Jody Lahendro and Will Rourk are on a mission preserving black history in 3D. While both men are University of Virginia alumni with master’s degrees in architectural history, they approach the task differently. Lahendro, a former UVA Facilities Management preservation architect, applies a Stanley folding rule, producing intricate building diagrams on graph paper, noting all salient details.
Rourk, who teaches architectural preservation, arrives on a preservation site with a pickup truck of equipment and a caravan of graduate students. Together, the group makes laser scans of buildings and artifacts that are fed into a computer to create an exacting virtual model of the building, something a person can “walk through” with virtual reality goggles.

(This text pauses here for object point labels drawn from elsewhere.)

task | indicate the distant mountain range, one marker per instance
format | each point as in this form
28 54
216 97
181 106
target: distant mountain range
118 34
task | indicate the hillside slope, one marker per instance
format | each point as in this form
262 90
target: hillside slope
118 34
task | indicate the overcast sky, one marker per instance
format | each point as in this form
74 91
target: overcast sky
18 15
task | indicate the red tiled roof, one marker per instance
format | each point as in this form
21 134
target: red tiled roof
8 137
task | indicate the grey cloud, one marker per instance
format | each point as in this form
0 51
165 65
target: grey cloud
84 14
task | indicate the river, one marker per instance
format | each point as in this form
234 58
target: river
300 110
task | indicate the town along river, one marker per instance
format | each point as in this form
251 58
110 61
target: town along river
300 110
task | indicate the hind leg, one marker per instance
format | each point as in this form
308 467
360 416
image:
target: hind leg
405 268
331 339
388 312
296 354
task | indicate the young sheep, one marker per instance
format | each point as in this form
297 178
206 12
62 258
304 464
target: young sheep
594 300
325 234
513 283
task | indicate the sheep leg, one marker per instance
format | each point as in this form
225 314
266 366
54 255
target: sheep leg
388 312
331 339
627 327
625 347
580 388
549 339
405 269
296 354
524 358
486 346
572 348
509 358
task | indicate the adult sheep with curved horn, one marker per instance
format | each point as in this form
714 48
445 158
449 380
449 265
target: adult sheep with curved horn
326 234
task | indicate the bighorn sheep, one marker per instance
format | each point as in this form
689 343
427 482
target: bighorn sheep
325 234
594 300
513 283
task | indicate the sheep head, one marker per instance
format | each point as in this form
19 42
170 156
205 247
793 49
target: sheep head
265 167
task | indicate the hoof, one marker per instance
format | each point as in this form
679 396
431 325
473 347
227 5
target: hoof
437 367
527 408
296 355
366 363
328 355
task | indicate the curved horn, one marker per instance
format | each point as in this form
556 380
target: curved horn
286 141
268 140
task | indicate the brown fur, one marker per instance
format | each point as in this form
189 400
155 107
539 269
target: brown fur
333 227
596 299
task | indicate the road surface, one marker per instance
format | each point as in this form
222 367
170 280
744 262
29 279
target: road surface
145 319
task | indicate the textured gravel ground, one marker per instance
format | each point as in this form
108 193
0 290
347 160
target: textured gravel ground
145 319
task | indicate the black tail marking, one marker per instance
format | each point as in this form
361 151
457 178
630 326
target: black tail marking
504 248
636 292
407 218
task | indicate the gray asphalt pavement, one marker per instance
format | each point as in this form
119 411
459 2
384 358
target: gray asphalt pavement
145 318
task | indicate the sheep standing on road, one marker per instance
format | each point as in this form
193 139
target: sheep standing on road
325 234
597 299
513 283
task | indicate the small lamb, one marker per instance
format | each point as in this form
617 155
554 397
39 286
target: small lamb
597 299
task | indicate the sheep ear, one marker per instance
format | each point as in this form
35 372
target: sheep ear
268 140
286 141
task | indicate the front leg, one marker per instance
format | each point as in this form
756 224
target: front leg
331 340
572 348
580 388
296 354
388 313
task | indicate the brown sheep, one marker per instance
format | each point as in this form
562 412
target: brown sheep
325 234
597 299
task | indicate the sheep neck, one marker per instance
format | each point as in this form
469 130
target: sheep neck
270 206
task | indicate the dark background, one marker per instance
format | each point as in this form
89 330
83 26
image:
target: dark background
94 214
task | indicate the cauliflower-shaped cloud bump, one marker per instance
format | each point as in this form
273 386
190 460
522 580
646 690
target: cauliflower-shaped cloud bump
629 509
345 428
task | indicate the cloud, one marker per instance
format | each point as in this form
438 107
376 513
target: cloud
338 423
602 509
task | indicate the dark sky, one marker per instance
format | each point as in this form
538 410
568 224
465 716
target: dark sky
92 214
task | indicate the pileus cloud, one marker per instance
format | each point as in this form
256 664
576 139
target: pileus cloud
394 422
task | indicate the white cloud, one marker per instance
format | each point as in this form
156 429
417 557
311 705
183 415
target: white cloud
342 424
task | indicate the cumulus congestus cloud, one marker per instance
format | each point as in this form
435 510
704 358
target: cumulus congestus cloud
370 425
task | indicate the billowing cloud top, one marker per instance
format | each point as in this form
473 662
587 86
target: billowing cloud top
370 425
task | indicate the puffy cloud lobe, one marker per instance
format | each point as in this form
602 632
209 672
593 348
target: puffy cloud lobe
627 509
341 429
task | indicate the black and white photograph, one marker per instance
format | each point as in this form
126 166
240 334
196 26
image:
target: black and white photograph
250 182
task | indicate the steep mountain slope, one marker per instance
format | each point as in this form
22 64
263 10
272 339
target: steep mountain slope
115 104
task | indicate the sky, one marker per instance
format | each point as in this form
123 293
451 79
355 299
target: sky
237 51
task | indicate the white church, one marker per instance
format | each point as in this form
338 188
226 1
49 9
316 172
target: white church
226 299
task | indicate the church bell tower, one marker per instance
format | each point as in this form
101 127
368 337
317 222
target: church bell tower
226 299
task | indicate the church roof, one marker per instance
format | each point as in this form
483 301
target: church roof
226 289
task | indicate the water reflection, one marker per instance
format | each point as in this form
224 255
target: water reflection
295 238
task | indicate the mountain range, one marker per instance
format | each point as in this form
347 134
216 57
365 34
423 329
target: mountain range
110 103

The two men are currently working to preserve a Rosenwald School in Newtown, Virginia. Rosenwald Schools originated in 1912 through a partnership between Booker T. Washington, then president of the Tuskegee Institute, who recognized the educational needs of rural African Americans; and Julius Rosenwald, the president of Sears & Roebuck at the time, who provided the seed money. The buildings, dedicated to educating African American students, followed a template for one-, two- and three-teacher schools, with simple yet elegant utilitarian designs.
“The community had to put up approximately a third of the funds for getting the schools built,” Lahendro said. “The state had to put up another third, and then Rosenwald put up a third.”
Albemarle County was once home to seven Rosenwald Schools. Two were demolished; three were converted into houses and drastically renovated. The St. John’s Rosenwald School in Cobham has been converted into a community center, a project Lahendro and Rourk worked on. The final one in Albemarle County is a jewel: the Newtown Rosenwald School, built in 1926, located in the western part of the county.